Using Pizza and Pretend Play to Learn about Fractions

When my daughter was young she loved the PBS show “Peg + Cat,” and if you’ve got a fan of that show in your house this activity will be even better, but it doesn’t matter if your kids don’t already know these characters to learn about fractions with pizza. 

There’s an episode of “Peg + Cat” where they are working in a pizza place and have to divide pies to put different kinds of toppings of different parts of the pie (there’s also an online game with the same concept, which I can’t believe still exists because my kiddo played it years ago). 

Inspired by the episode and a companion book, Nature Homeschool developed an activity for learning about fractions and entrepreneurship using pizza. They developed a pizza shop and used the printables and teaching guide from Teacher Vision to learn more about fractions using pizza as the foundation. Their post also has a pizza order form printable you can use when you role play a pizza shop. 

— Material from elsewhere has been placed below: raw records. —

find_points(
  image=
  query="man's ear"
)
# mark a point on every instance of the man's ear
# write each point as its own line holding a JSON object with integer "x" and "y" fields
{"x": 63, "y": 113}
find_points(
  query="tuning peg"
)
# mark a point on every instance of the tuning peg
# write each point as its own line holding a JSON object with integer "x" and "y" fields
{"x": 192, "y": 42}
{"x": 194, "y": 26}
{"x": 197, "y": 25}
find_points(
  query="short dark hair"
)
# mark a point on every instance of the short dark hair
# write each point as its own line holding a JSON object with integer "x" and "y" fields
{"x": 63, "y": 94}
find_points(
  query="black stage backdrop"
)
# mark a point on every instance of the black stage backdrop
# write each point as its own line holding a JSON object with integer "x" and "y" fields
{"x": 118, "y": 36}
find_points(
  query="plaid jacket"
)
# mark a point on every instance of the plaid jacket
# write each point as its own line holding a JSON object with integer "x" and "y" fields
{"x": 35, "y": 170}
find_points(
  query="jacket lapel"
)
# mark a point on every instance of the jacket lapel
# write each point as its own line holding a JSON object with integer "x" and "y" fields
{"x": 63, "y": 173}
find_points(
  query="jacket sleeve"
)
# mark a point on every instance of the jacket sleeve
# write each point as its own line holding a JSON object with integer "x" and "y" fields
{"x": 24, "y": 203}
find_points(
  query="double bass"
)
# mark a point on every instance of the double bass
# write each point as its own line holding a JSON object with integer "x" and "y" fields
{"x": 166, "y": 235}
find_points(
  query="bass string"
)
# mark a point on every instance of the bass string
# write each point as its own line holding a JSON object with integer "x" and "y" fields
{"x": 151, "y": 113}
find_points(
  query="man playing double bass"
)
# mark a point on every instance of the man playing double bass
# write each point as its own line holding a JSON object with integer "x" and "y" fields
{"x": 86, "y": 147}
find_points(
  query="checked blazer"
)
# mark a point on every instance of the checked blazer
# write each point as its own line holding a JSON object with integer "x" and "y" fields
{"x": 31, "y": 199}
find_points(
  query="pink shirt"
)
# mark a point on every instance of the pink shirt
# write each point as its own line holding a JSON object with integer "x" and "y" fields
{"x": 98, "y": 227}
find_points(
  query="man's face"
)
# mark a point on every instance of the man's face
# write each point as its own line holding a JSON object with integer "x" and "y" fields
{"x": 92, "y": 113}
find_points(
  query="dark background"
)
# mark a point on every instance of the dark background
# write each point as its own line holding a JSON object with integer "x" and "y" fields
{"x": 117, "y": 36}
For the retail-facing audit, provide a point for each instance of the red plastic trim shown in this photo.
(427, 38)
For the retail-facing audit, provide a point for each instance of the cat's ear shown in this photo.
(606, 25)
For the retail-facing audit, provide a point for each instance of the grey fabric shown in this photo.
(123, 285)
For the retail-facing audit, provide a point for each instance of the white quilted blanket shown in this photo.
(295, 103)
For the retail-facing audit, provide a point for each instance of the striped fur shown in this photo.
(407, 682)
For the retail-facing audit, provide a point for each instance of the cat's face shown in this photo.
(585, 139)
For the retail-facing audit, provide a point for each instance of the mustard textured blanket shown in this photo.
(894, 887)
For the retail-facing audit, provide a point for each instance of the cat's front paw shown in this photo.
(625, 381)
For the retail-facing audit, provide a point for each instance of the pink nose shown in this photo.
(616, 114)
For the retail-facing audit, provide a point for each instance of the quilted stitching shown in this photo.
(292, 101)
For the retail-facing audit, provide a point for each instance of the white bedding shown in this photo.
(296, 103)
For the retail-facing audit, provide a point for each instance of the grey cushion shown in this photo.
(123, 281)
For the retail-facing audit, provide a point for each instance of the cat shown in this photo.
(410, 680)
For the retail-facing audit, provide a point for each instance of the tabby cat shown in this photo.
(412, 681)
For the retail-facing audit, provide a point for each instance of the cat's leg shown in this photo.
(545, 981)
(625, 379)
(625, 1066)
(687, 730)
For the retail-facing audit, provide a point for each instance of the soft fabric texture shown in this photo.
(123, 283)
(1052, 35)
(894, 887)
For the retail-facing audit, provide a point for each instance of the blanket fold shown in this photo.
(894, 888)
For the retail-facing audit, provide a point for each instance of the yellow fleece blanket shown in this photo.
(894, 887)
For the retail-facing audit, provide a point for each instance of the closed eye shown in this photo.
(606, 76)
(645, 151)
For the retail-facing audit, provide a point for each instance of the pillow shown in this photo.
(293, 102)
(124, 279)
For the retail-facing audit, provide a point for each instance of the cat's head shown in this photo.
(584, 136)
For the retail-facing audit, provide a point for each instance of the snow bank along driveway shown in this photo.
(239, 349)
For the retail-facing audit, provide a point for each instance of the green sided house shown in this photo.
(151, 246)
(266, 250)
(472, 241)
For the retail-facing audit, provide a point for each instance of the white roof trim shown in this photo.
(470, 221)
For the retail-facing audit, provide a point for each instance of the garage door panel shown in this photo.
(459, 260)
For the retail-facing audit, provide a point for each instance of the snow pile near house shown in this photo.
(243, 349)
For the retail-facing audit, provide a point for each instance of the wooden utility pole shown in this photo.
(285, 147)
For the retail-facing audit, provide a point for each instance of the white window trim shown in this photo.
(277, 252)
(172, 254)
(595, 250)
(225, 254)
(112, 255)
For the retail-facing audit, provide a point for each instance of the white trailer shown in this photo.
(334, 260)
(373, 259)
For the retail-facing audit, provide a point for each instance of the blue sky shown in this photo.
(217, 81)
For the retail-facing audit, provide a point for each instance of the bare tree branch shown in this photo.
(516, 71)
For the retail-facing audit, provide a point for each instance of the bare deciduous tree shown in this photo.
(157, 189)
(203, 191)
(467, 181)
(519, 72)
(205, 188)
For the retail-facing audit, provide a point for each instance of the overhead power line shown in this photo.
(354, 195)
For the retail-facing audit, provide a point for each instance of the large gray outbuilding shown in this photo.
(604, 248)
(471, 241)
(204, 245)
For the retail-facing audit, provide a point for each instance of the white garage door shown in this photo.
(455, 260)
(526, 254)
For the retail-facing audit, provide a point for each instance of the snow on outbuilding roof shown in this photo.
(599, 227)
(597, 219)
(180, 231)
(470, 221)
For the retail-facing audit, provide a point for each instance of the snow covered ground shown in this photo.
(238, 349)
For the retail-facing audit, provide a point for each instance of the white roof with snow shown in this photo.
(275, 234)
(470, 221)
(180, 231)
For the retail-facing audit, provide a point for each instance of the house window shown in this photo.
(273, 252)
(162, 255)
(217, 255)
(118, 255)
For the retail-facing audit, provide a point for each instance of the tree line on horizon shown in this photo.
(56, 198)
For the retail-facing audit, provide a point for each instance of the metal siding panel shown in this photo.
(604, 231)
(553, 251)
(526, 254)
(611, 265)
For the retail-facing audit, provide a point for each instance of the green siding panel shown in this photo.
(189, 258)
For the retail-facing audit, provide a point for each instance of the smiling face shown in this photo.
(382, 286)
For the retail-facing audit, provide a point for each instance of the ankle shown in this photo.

The Inspiration Edit also has some cute printable worksheets using a pizza to learn about fractions. And Life Over Cs has some fun printable pizza fraction activities, such as the printable fraction memory game shown here. 

If you want to increase the pretend play factor with this one, you can make a pizza and toppings out of paper, cardboard or felt. Or use a paper plate as your crust and simple shapes cut out of paper to be toppings. The pretend play pizza making kit from Glued to My Crafts uses an individual slice, but you could do the same thing with a whole pie’s worth of slices. 

Kids Craft Room has another fun pizza play food idea, this time using salt dough for the crust. The toppings are made out of felt so you can practice putting different toppings on a fraction of the pizza and learn as you play.